NEWS & LETTERS, August - September 2009
Workshop Talks
Dollars outshout healthcare workers
by Htun Lin
Obama recently singled out Kaiser HMO as a model for low-cost efficient healthcare, citing the care his grandmother got in Hawaii. Our CEO sent a memo congratulating us Kaiser employees. How did they show their appreciation? We were immediately hit with notices of impending layoffs to achieve more cost control.
This is supposedly due to the new economic environment and anticipated "revenue losses." Kaiser says companies it serves are closing and reducing our membership. New state mandates for cost controls are expected with plans to extend coverage. With the projected change coming from national healthcare reform, Kaiser is worried about the loss of windfall profits coming from years of gouging seniors through "Senior Advantage" plans. But Kaiser is now poised to expand by leaps and bounds. The real motivation behind the layoff scare is to extract further concessions from us.
The debates taking place in the media over healthcare reform need a reality check from workers who actually provide the care. The truth is that every ounce of quality care that Kaiser manages to deliver is a result of prolonged struggles by frontline healthcare providers. Care is delivered in spite of years of reducing frontline staff and elimination of hospital beds, even shutting down whole wards. Kaiser management at each stage was on the other side of battle lines drawn first by nurses in their struggle for quality care.
Kaiser managers were helped in maneuvering around the quality care struggle by traitorous union leaders like Andy Stern, whose brainchild was a Labor Management Partnership (LMP). The LMP was timed to defuse the quality care struggle. After having heard nothing in all these years from Stern since the partnership was implemented, he plastered the workplace with a clever leaflet recently with the slogans "Partnership Not Layoff!" and "Make the Partnership Work!" He is portraying himself as our advocate out to save our jobs.

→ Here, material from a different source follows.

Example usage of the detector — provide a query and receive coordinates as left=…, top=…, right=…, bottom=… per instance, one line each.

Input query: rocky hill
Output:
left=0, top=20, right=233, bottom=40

This sounded good at first, as though Stern were trying to make up for his recent dictatorial takeover of the local union. The truth is that the national contract, including the partnership agreement, is coming up for review and negotiation in 2010. Kaiser management is thinking ahead. In order to prevent rank-and-file resistance to further concessionary demands from the partnership unions, what is better than to send out notices threatening layoffs? Stern is actively collaborating in this ruse by urging us union members to come up with our own ideas to help the company cut costs in order to "save our jobs."
PROFITS FROM LAYOFFS
He equates assisting management cost control with job security. Everyone knows that cost control means job insecurity--the ability of management to eliminate jobs at will. Kaiser is not unique in this. Many companies reported increased profits last quarter not through expanding production but rather through massive layoffs. Kaiser, which is expanding and supposedly non-profit, is playing the same game.
The current healthcare debate is obsessed over divvying up the healthcare dollar pie. That debate is in a totally different world from what is really going on in the clinics and wards. In this world there has been a struggle against the concrete effects of cost cutting for years. As for Obama's praise for his grandmother's care, a lot of us on the front lines of care at Kaiser say if our mothers were sick we would not want her in the hospital where we work.
EMPTY RIGHTS
For example, after an inspection from the state exposed many violations of patient care standards, Kaiser Oakland is obligated to find a bed within a half hour once a doctor orders a patient admitted. The nurse supervisor is now forced to arbitrarily assign a room number, even if that room has no bed ready, no nurse and no equipment for that patient. This new procedure may satisfy bureaucrats with their paperwork but in reality the patient doesn't get to a bed for several hours. The only genuine healthcare reform is one that focuses on the relationship between patients and their caregivers. What Kaiser, the politicians, and union heads like Stern are peddling is not healthcare reform but restructuring healthcare according to capital's need in this era. For them there is no alternative to capitalism. There will be no resolving this ongoing crisis without overcoming the alienation experienced by workers in their daily activity.